The lung is densely innervated by sensory neurons expressing nociceptors including transient receptor potential vanilloid channel 1 (TRPV1 + ). Nociceptors detect and respond to pathogen‐associated molecular patterns and other inflammatory mediators. However, the function of nociceptors in regulating lung antigen‐specific immune responses is unknown. Here, using chemogenetic mice we reveal sensory nociceptor fibers expressing TRPV1 + are required for efficient antigen‐specific immune responses. Chemogenetics enable temporal control of neuron activity using Designer Receptors Exclusively Activated by Designer Drugs (DREADD). Inhibitory G protein (Gi‐DREADD) is a modified muscarinic acetylcholine receptor that binds the ligand, clozapine‐N‐oxide (CNO), which triggers inhibitory G protein signaling to inhibit neuronal excitability. To selectively silence TRPV1 + nociceptors, we generated TRPV1‐Gi‐DREADD mice to transiently inhibit neuronal activity specifically in TRPV1 + neurons. CNO or Vehicle was administered intraperitoneally to TRPV1‐Gi‐DREADD mice 30 minutes prior to intratracheal immunization with 4‐Hydroxy‐3‐nitrophenylacetyl hapten coupled to ovalbumin (NP 27 ‐OVA).
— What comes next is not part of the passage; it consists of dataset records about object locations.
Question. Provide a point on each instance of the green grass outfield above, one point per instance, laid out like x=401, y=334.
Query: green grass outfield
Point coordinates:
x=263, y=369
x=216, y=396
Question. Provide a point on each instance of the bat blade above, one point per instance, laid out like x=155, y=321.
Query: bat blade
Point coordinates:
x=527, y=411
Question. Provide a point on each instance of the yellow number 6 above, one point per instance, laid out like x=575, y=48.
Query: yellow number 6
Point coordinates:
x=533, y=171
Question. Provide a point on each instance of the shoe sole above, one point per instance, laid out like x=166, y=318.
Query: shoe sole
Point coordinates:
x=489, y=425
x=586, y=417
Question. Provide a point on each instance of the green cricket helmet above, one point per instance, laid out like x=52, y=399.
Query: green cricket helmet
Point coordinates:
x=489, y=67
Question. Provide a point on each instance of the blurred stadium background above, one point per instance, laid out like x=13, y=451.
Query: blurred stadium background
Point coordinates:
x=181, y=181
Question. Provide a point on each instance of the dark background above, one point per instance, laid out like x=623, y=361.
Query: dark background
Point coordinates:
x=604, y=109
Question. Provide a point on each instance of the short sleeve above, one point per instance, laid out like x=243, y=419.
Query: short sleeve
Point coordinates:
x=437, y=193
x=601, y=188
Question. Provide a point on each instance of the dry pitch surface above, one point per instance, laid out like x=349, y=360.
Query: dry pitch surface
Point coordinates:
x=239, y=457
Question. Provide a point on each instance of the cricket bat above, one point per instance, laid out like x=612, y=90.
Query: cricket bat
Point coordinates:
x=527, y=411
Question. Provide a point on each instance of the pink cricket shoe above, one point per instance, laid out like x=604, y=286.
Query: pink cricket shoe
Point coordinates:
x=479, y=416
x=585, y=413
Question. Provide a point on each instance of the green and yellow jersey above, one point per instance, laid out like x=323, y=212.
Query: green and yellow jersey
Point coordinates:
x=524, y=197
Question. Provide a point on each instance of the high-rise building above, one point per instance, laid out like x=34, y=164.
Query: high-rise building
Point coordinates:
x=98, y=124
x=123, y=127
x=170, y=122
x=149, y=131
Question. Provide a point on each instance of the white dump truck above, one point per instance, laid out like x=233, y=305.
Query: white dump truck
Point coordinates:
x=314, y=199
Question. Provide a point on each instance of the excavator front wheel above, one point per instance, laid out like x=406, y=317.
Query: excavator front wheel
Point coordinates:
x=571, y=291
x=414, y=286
Chemogenetic inhibition of TRPV1 + neurons, before primary immunization, significantly diminishes NP‐specific antibody responses. We observe a significant reduction in NP‐specific IgG in mice receiving CNO as compared to vehicle controls at 14 days post‐immunization (Anti‐NP IgG 1 U/mL, Mean ± SEM, D14: vehicle, 120,877 ± 29,519, n=10 versus CNO, 42,525 ± 14,641, n=11, ** p=0.0017 ). These results indicate TRPV1+ sensory neurons are required to initiate primary antibody responses to novel antigens. These findings offer significant new insights into the biological mechanisms of vaccination.